I read a particularly disturbing article in the newspaper this morning about a woman who was stabbed 17 times by her boyfriend. Remarkably, she survived. The man was apprehended and taken into custody and he admitted to being guilty of the crime. However, the subject of the article was not about how tough of a sentence the man received. It was about how scared she is right now because he is being released. Yes, that is correct. He is being released, on the condition that he is prohibited from going near her. He stabbed her 17 times and he is being let go. It is like a restraining order based on the honor system. I can't imagine how terrified she must be. Even in the United States, restraining orders are not much of a deterrent. If someone decides to ignore the restraining order and comes to your house anyway, you still have to call the police, and the police still have to come before you get hurt, or get killed. I thought about her all day, about how she could possibly come away from this experience thinking that her life has any value. If it wasn't enough for her partner to be abusing her, mentally and physically, telling her she is nothing, will never amount to anything, how about the reality sinking in that society does not value your life either because the law won't even punish the person who violently tried to take it.

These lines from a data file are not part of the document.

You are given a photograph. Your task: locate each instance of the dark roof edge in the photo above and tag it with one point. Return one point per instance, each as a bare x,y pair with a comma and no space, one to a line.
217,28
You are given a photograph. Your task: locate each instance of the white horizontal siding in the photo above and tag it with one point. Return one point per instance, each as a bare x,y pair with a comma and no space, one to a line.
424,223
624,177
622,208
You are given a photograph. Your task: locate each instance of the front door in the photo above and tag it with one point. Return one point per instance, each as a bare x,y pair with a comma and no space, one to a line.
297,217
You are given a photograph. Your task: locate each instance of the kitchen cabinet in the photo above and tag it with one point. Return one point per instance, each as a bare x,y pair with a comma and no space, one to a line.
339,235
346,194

For this reason, when I sat in my orientation tonight at the Universidad Nacional in Heredia, Costa Rica, the importance and urgency of my program hit home in a big way. The director explained to us that this Master's program in Family Violence with a focus on Gender is not just the first of its kind in Costa Rica, or even in all of Central America, but in all of Latin America. My mind immediately flashed back to all of the instances where I had to evaluate an article or situation with a "gender lens", how is was an integral part of my coursework as an interdisciplinary studies major at Miami University. I thought about how commonplace it is that every university in the States has a women's studies department, how most universities offer a variety of classes that examine women's movements across the globe, how at times even I, as a woman, grew tired of talking about gender in certain moments in my undergraduate career. I thought about how domestic violence shelters are in Austin alone (which are nowhere near enough to tackle the staggering amount of violence that occurs daily) suddenly seemed plentiful in comparison to what exists in Costa Rica. Today, as I sat in the auditorium listening to the director explain the importance of studying gender, studying feminist theory, of understanding and evaluating the overwhelming phenomenon of violence against women, my mind kept racing back to the photograph of the women in her hospital bed. I thought about how she looks more like a quilt than a woman because she is so full of stitches, who will forever have scars on every limb of her body (including her face), and who will never, ever feel safe again for as long as she is alive. This is what happens when we don't talk about gender, when we don't pay attention to violence. I felt an incredible sense of pride to be here, to be part of a process that is just beginning. I have not once doubted my decision to study Family Violence here in Costa Rica, but nonetheless during this orientation I felt my educational, professional, and personal goals solidify. It was almost as if I felt myself solidify, as if I was being infused with an acute sense of readiness and willingness to accept a challenge. I am ready to be transformed by this experience, and I am so grateful for the opportunity to do so.

3 comments:

  1. Sarah, that is scary and I can not believe someone could get away with it when they admitted their guilt! That's so sad.
    I am proud of what you are doing!

    ReplyDelete
  2. Yay Sarah! I love how passionate you are about making change in the world. And ah that "solidification" you mentioned. I bet it feels good to have a deeper conviction of purpose!

    ReplyDelete
  3. Sarah ~ Thank you so much for doing what you are doing, being the difference you want to see in the world. It is an uphill battle in a lot of ways, but there are definitely victories that can/will be won!! You go girl!!